Universo de magia e ilusionismo que, como em um passe de mágica, é transformado em um simples palco com vistas à apresentação de uma comédia em pé

O melhor de um stand up comedy intercalado por esquetes conduzindo um surpreendente show de mágicas – “Como é que pode?” dá o nome à atração estrelada pelo talentoso e ousado Gabriel Louchard, cujas apresentações vem lotando o Teatro das Artes, na Gávea, durante a atual temporada 2016 – em uma das quais, o Circuito Geral se faz presente e constata a capacidade do comediante ilusionista de hipnotizar os olhares da plateia, independente da faixa etária de sua composição, em seu espetáculo para toda a família.

A dupla Maurício Rizzo e Louchard assina a autoria do projeto que induz o público a questionar como ser possível, por exemplo, um espectador desaparecer, de forma assombrosa, em pleno palco, diante da atenção de todos, dando total respaldo ao nome do espetáculo. A inspirada direção de Leandro Hassum faz da apresentação uma surpreendente e fascinante viagem a caminho de um inusitado mundo de ilusões, tanto para quem já foi, quanto ainda é ou permanece criança. O projeto de luz cênica, de autoria de Wilson Reiz, promove um forte aliado ao desempenho de Louchard, ao fazer com que a magia encenada se torne uma experiência pessoal e intransferível, diante daqueles à procura dos “erros” e em busca da lógica que desvendem os acertos do mágico humorista. O figurino de Paulo Barbosa redesenha um jovem ilusionista – longe dos estereótipos de seus antepassados mágicos circenses – traduzido para a atualidade de um contador de histórias engraçadas. O fundo infinito negro é a base do projeto cenográfico de Fernando Alexim que promove uma dimensão amigável para a concentração das atenções no universo de magia e ilusionismo que, como em um passe de mágica, é transformado em um simples palco com vistas à apresentação de uma comédia em pé. Créditos especiais – ao coadjuvante assistente de palco, Robson Junior, que favorece Louchard a ressaltar, de maneira divertida, os improvisos, as piadas e servindo, até mesmo, o de termômetro da plateia, a cada apresentação; e para a indispensável interatividade não constrangedora da plateia, junto a Louchard, no palco.

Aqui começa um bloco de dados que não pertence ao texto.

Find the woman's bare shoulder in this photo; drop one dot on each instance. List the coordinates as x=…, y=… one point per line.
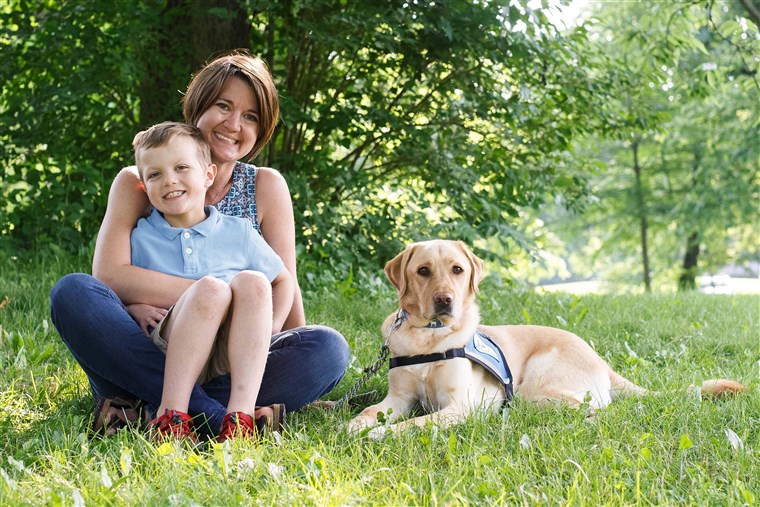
x=271, y=188
x=266, y=176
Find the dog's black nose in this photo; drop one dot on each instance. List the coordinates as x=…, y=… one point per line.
x=443, y=300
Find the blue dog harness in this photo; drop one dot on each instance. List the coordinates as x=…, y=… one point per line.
x=479, y=348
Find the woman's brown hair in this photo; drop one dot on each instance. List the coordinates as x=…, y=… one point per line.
x=208, y=82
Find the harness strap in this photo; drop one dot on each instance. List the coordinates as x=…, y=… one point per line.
x=425, y=358
x=480, y=349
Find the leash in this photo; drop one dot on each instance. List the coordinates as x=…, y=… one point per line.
x=351, y=398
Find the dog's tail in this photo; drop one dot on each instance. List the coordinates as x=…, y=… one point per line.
x=713, y=388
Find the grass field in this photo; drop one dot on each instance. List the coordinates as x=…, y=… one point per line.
x=661, y=450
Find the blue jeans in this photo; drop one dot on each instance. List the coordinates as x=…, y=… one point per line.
x=303, y=364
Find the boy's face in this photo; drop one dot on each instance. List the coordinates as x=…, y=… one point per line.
x=176, y=180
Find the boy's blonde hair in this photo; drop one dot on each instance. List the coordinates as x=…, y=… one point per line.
x=160, y=134
x=208, y=82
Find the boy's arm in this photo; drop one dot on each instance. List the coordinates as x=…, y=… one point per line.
x=282, y=299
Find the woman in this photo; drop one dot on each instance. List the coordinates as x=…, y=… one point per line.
x=233, y=101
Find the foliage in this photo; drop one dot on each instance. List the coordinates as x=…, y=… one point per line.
x=399, y=120
x=664, y=450
x=690, y=108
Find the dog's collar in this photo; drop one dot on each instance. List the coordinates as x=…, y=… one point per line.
x=479, y=348
x=402, y=316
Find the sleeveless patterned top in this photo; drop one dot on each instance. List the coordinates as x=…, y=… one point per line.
x=240, y=200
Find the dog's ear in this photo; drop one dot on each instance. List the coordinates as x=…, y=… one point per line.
x=395, y=269
x=476, y=265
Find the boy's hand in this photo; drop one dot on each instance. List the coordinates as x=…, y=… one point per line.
x=146, y=315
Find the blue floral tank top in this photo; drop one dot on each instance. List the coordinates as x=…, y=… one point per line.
x=240, y=200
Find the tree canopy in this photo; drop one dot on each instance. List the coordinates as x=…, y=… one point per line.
x=401, y=120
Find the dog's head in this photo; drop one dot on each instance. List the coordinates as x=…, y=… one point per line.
x=436, y=280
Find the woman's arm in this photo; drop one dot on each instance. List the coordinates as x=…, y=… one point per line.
x=275, y=210
x=112, y=262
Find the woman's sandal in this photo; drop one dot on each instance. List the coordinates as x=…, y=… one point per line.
x=111, y=415
x=270, y=418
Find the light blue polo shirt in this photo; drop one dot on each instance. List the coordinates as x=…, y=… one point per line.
x=220, y=246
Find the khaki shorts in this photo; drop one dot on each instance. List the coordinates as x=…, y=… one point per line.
x=218, y=363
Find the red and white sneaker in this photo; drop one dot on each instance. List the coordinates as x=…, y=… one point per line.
x=237, y=425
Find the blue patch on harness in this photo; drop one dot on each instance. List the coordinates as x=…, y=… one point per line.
x=481, y=349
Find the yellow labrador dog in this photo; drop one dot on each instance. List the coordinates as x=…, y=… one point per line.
x=445, y=361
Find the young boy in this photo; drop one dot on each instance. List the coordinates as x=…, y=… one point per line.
x=223, y=322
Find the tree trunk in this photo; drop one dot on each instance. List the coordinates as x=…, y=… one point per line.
x=187, y=34
x=643, y=223
x=688, y=278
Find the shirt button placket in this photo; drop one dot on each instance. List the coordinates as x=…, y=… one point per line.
x=190, y=260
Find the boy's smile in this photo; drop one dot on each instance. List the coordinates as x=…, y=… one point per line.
x=176, y=179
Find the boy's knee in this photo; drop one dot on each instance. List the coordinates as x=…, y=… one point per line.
x=252, y=283
x=212, y=289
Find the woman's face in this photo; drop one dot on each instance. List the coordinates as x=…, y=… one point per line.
x=231, y=124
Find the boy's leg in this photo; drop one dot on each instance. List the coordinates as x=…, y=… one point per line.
x=190, y=331
x=303, y=364
x=250, y=327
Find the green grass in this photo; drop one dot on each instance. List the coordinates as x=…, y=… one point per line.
x=660, y=450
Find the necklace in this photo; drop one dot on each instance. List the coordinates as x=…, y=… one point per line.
x=221, y=189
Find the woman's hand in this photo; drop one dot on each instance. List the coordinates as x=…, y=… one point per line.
x=146, y=315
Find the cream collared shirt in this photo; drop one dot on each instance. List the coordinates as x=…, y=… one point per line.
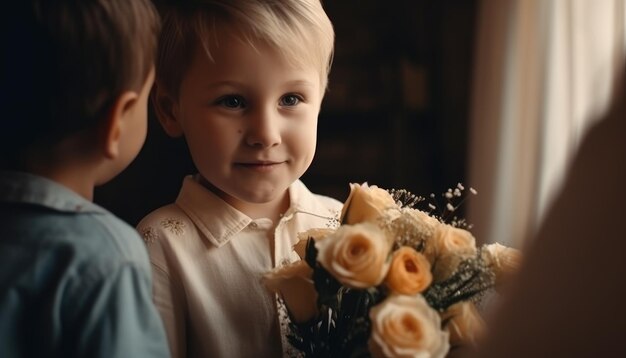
x=208, y=259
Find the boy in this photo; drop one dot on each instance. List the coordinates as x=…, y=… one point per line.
x=75, y=280
x=243, y=82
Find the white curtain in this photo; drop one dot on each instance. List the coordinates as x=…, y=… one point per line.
x=544, y=71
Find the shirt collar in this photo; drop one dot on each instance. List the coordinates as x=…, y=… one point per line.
x=26, y=188
x=219, y=222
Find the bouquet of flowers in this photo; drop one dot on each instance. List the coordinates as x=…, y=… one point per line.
x=388, y=281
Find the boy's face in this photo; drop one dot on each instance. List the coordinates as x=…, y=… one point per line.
x=250, y=120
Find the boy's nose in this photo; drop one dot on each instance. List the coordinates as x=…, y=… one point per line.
x=263, y=129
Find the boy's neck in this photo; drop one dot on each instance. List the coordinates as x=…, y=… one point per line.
x=73, y=166
x=77, y=179
x=272, y=210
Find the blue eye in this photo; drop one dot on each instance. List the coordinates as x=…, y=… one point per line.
x=290, y=100
x=231, y=101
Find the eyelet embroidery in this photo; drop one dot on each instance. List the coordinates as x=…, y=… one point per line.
x=149, y=235
x=175, y=226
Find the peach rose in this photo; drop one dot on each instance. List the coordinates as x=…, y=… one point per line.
x=409, y=272
x=295, y=285
x=365, y=203
x=405, y=326
x=504, y=260
x=464, y=323
x=452, y=245
x=356, y=255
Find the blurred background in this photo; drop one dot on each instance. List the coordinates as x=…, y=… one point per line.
x=425, y=94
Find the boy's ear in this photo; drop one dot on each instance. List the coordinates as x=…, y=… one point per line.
x=112, y=127
x=166, y=110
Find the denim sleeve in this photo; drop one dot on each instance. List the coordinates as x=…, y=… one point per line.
x=117, y=317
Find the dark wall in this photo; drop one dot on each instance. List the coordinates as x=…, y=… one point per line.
x=395, y=115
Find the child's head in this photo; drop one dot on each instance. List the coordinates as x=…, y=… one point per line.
x=68, y=65
x=243, y=81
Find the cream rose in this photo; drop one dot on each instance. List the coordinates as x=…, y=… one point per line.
x=504, y=260
x=452, y=245
x=464, y=323
x=409, y=272
x=365, y=203
x=405, y=326
x=356, y=255
x=295, y=285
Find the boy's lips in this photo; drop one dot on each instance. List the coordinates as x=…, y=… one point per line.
x=259, y=165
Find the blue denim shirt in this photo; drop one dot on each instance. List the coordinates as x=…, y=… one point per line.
x=75, y=281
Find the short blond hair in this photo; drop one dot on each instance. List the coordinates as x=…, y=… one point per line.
x=298, y=29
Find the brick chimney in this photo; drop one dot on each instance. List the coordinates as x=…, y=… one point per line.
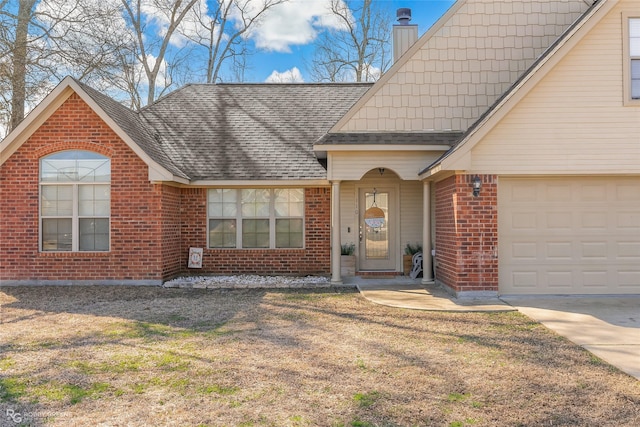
x=404, y=33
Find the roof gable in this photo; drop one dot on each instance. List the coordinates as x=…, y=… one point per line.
x=459, y=157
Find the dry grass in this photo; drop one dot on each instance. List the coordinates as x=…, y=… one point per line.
x=120, y=356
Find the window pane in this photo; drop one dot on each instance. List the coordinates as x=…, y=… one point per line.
x=635, y=69
x=255, y=203
x=289, y=233
x=94, y=200
x=255, y=233
x=56, y=234
x=75, y=166
x=634, y=37
x=57, y=200
x=222, y=203
x=222, y=233
x=94, y=234
x=635, y=89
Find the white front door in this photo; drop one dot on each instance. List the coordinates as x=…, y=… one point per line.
x=377, y=249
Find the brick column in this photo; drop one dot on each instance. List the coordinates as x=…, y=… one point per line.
x=336, y=278
x=427, y=262
x=467, y=235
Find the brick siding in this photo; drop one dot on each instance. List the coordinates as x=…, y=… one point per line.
x=152, y=225
x=313, y=259
x=136, y=244
x=467, y=234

Os genuínos e merecedores aplausos constantes, ao longo de toda a apresentação, endossam a receptividade da ousada proposta de composição do espetáculo por parte do espectador exigente que, diante das ilusões levadas ao palco, se dá ao trabalho de questionar “Como é que Pode?” – de modo a estimular, cada vez mais, a criação de algo que, de tão simples, seja inovador, a ponto de provocar a resposta minimalista por parte de Louchard, como, simplesmente, “podendo”.